The current system is based on assumptions from back in the early-1900s with their interstate stream compacts and the other water agreements that didn’t have the breadth of understanding or the expertise or the knowledge or wisdom of Indigenous peoples at the table to help the decision-makers create a framework. So if it was deficient in that, how can it be a sustainable system, a sustainable framework, a sustainable way to go forward?
In this state of New Mexico, we have a term called “prior and paramount water rights.” Those that have prior and paramount water rights were not at the table in the early 1900s, when agreements were signed and were decided.

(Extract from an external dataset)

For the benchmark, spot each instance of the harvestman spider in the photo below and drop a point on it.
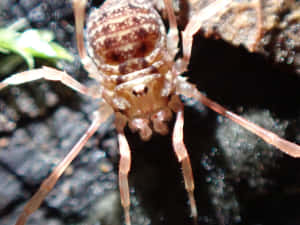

There’s an essence of being — having that direct connection to natural resources, but also how that connection is inherent culturally. To not take it for granted. And so when the tribal leaders and the state engineers and non-tribal governments come together, we tend to create that separation during these water discussions. We say, “OK, here’s a piece of paper and this identifies how many water rights our pueblo people have, as mothers, as daughters, sisters and all those that have gone before us.” I worry that we are veering dangerously from that perspective and are taking water for granted.
This reminds me of something Grace Haggerty of the Interstate Stream Commission said in a video explaining New Mexico’s 50-year plan. Speaking as someone who is in such a high position, she said that the system that operates the Rio Grande River — that it’s a system the U.S. developed that didn’t account for the needs of Native American people who have lived here since time immemorial. And I’m wondering what you make of that?
I appreciate her acknowledging that. People have reached out to me and asked about engaging tribes in these water conversations, and I encourage that. And I wholeheartedly hope that that continues. But let’s now follow up with action. How do we actually put those words into action? And how do we wholeheartedly incorporate the Indigenous wisdom and expertise in plans and laws and policies in how we track water, how we manage water, how we steward water? That will tell me if these are just words, or if there is real sentiment and understanding behind those words.